John: As an onlooker, what I am particularly interested in is where the XENON100 experiment goes next. They reported very competitive limits with just 11 days of  data. By now, they must have gotten about 100 days of data...
Laura: ...oh, we have more on disk than that. We had first analyzed some low background data that were taken during the commissioning run last fall. We started the actual dark matter run on 13 January this year. Ever since then we are accumulating data. We are now in the analysis phase. We have to do a very good job in understanding the detector, the systematics, the backgrounds, etc. The plan is to release results before the end of this year. I can tell you that our achieved background is 100 times lower than the one of XENON10 and of any other direct detection experiment. This is the raw background before we do particle discrimination.

John: This I find very impressive. Because it means presumably with 10 or 20 times more data you get 10 or 20 times the sensitivity.
When do you plan to open the box?

Laura: Well [laughs]... We are planning now an analysis retreat which will be held in October this year. We will take a few days somewhere out and far away from every institution, look again at the entire analysis and discuss it with the collaboration. The idea is that afterwards we will be in a good position to open the box.

When do you hope to see really robust results about dark matter?

Laura: I hope that we will observe a WIMP signal in the XENON100 detector. But it is perfectly viable that we will see nothing even with XENON100. If we see no events above our background, we can at least constrain a bunch of supersymmetric models, according to particle theorists. But cross sections of dark matter particles that are well below the reach of XENON100 are also being predicted.

John: I think that XENON100 does achieve a factor of 10 or 20 increase in sensitivity over the present sensitivities. Certainly it will reach into a pretty big junk of the parameter space of popular models. On the one hand there is a good chance to see something. On the other hand, that gives you the possibility of bringing down a bunch of theories.
Would you prefer to confirm a model or to rule it out?

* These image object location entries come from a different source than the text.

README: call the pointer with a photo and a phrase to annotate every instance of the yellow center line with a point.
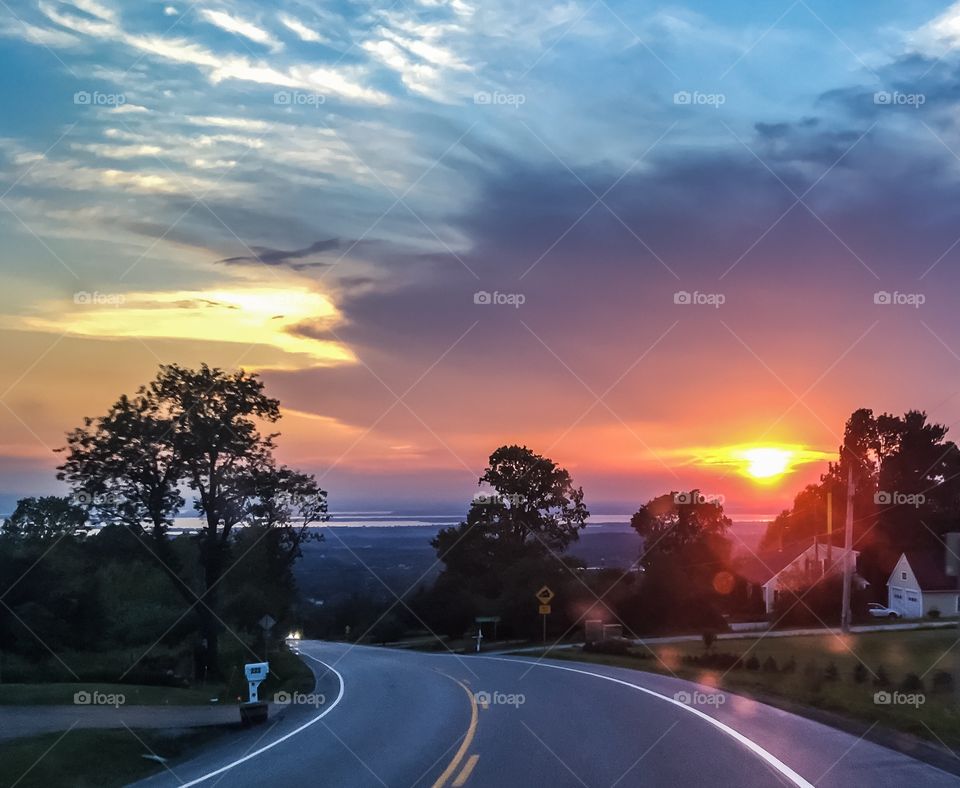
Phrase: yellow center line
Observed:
(464, 745)
(467, 771)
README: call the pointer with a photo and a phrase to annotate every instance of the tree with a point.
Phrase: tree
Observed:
(510, 542)
(197, 428)
(45, 518)
(907, 489)
(684, 550)
(534, 499)
(675, 524)
(124, 467)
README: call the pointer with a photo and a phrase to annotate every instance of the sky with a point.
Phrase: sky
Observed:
(640, 238)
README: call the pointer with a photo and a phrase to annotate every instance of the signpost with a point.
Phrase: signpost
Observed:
(544, 596)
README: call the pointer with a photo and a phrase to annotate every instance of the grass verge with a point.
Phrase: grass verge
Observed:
(83, 758)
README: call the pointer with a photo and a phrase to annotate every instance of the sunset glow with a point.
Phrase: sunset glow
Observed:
(766, 463)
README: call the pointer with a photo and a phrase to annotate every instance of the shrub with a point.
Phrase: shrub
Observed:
(617, 646)
(912, 683)
(942, 681)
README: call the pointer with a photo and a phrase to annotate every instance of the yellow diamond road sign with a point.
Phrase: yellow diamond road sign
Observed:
(545, 595)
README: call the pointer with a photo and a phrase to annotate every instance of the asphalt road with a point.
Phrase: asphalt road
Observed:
(395, 718)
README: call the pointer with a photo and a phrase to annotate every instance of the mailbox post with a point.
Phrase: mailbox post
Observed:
(254, 711)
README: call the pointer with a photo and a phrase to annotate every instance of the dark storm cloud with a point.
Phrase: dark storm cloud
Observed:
(292, 258)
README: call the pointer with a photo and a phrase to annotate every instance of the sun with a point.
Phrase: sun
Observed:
(767, 463)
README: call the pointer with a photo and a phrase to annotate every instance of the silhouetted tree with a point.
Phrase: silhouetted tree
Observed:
(45, 518)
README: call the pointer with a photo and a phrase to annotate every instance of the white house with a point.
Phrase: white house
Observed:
(794, 567)
(919, 584)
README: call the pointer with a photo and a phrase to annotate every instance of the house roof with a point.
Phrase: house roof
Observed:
(928, 566)
(759, 568)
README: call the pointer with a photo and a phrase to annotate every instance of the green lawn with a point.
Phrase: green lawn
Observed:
(91, 758)
(62, 694)
(922, 652)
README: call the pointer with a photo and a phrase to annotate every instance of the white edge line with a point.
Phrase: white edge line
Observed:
(283, 738)
(751, 745)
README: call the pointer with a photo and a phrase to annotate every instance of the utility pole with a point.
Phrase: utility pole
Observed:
(830, 530)
(848, 554)
(952, 569)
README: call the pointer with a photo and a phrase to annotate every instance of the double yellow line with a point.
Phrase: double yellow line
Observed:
(464, 746)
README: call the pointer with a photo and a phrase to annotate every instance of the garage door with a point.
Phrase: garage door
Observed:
(906, 602)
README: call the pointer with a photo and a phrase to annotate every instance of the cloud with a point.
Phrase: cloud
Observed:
(344, 82)
(245, 315)
(241, 27)
(302, 31)
(940, 35)
(289, 258)
(43, 36)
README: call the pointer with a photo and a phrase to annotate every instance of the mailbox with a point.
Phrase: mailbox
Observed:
(256, 672)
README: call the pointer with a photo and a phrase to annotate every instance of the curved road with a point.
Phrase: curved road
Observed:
(397, 718)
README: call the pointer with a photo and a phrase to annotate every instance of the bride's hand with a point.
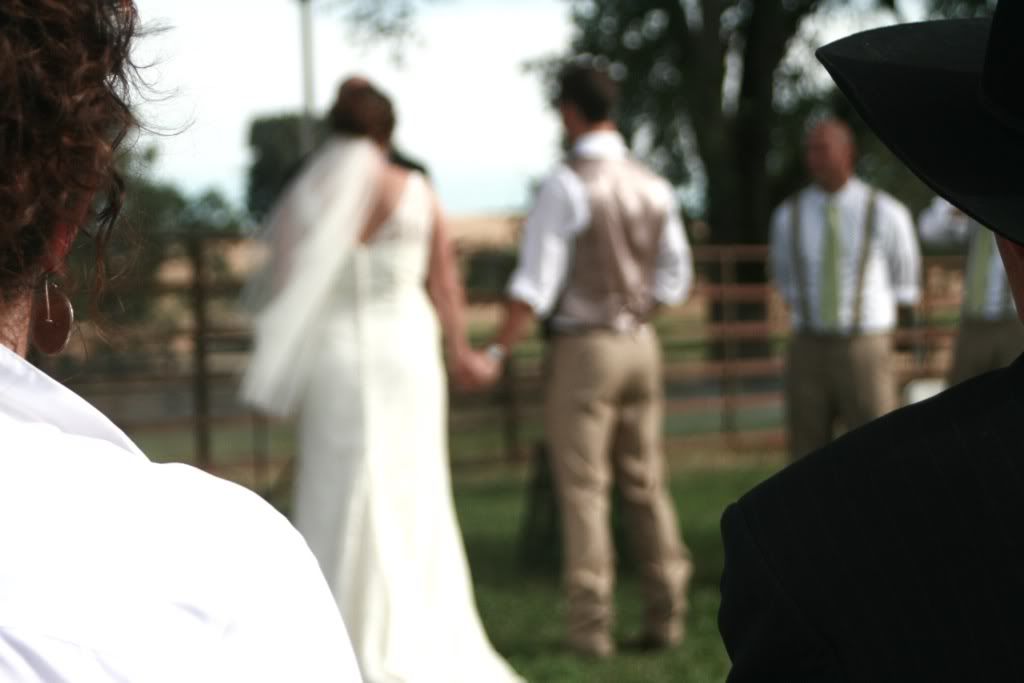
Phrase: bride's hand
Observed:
(475, 370)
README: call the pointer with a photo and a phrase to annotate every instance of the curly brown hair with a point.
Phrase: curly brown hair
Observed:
(66, 85)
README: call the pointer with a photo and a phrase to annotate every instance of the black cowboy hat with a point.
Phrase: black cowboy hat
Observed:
(947, 97)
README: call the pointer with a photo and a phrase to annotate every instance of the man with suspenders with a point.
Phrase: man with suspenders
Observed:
(990, 333)
(844, 257)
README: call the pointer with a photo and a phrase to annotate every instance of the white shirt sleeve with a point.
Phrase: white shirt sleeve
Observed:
(901, 250)
(287, 626)
(674, 269)
(780, 267)
(941, 223)
(559, 212)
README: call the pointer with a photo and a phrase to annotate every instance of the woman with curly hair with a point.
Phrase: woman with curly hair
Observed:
(115, 568)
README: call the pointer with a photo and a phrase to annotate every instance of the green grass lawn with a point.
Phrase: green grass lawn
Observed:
(523, 609)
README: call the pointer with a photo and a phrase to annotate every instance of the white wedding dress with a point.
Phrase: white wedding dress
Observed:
(373, 491)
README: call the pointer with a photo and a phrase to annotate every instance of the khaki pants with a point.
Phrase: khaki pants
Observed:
(603, 416)
(833, 378)
(985, 345)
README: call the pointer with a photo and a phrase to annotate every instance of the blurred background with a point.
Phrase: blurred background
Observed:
(717, 97)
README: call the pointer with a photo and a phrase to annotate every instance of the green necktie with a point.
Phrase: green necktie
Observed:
(978, 267)
(830, 255)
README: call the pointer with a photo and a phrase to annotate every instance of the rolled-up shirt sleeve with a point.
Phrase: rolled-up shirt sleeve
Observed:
(903, 253)
(674, 270)
(546, 246)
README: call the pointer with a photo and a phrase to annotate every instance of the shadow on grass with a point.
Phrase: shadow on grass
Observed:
(523, 610)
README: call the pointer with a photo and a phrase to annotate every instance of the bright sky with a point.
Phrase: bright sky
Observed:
(465, 105)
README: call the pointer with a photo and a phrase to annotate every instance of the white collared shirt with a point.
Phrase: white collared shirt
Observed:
(561, 211)
(115, 568)
(893, 270)
(942, 224)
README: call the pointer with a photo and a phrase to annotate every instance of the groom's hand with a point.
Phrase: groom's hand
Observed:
(476, 370)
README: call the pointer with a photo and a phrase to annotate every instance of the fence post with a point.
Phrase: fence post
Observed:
(727, 265)
(510, 400)
(201, 380)
(261, 480)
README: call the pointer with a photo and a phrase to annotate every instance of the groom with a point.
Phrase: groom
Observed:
(897, 552)
(602, 248)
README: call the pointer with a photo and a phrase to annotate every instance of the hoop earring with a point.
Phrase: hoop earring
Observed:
(51, 319)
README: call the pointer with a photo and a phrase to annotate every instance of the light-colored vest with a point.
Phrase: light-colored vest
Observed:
(610, 283)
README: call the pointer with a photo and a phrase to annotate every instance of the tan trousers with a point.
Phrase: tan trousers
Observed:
(833, 378)
(985, 345)
(603, 418)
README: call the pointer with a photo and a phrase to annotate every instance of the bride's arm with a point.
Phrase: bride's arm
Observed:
(449, 296)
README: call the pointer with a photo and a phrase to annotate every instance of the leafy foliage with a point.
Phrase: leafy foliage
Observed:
(717, 94)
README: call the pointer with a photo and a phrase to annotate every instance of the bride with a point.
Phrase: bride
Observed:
(359, 288)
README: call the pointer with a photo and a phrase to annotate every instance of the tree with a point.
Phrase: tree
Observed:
(719, 90)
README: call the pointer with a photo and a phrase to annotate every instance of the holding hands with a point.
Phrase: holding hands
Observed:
(474, 369)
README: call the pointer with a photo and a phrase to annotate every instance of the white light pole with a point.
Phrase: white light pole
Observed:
(306, 133)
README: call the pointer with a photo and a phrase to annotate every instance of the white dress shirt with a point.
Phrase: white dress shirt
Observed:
(942, 224)
(561, 211)
(115, 568)
(893, 270)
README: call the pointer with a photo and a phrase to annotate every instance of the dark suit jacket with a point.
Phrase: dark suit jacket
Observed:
(894, 554)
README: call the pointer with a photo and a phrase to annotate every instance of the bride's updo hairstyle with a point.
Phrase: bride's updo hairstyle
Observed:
(361, 110)
(66, 77)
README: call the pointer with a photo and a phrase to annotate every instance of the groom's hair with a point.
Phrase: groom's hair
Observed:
(590, 89)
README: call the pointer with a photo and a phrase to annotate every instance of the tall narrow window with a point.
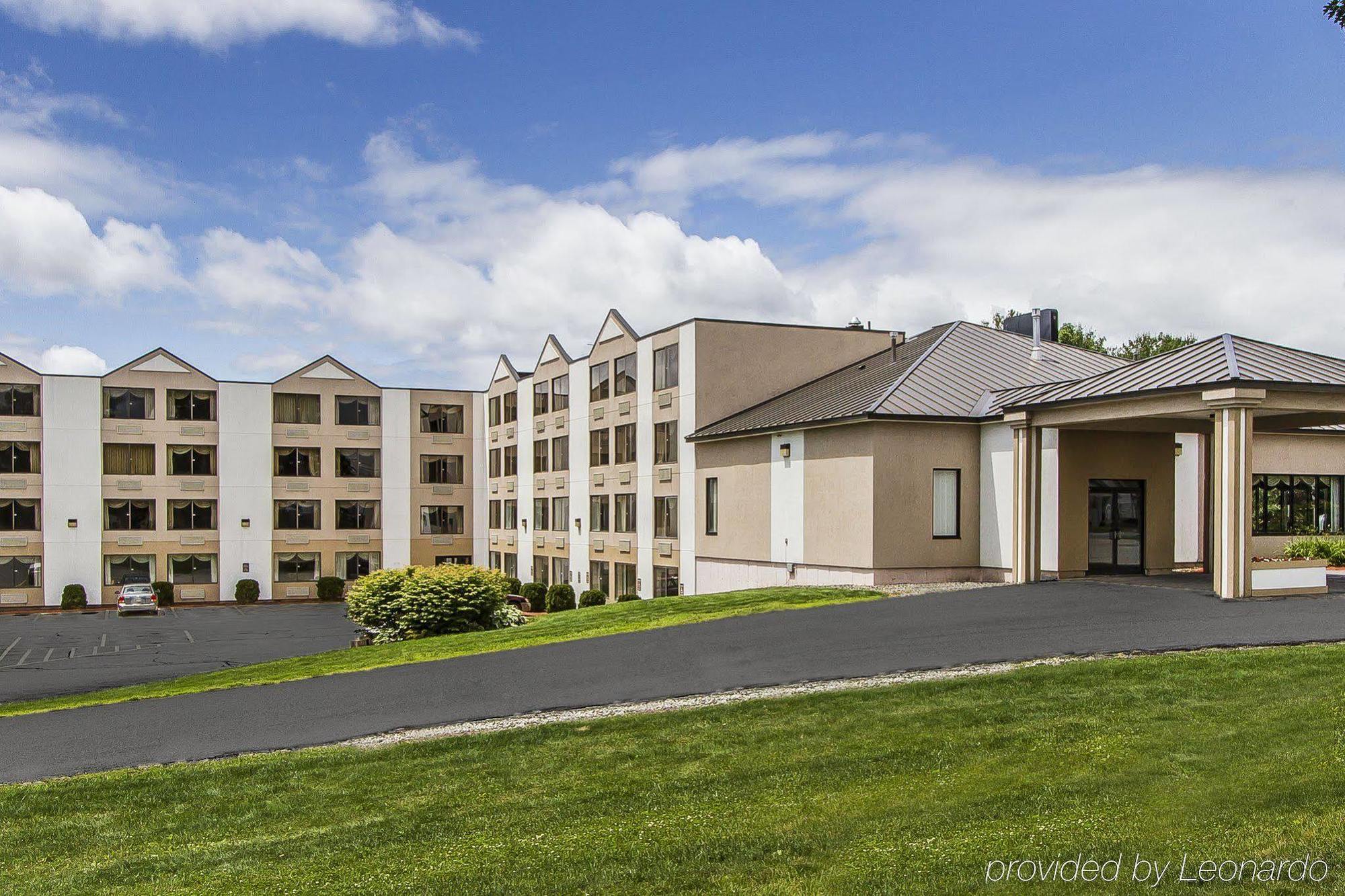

Laura: We have been excluding models, if you want, for many years. Of course, I would very much prefer to have results – results from different directions. Because if you are the only one seeing a bunch of events it is much harder to make your case, even if you are convinced about your background. I don’t think that some positive results will stop the field. On the contrary: Current detectors are all discovery experiments. Once we are confident about a signal, we will build experiments that are more tailored to the candidate in order to learn more about it. At the end, we want to see some specific signatures of galactic dark matter: Its incoming direction, its annual modulation and so on. But having a handful of events at this point would be very useful, also in terms of planning the next generation experiments such as DARWIN and EURECA.

John: I think it is not such a question of whether you discover something or whether you do something else. The important thing is to gain information. In that point of view XENON100 is very well poised. It will increase our knowledge of the dark matter cross section by a factor of 10. If it finds it or it doesn’t find it, either way that is a big block of information. Likewise, I would say the LHC is also poised to take us a long way forward in terms of knowing whether supersymmetry or extra dimensions exist in a certain mass range.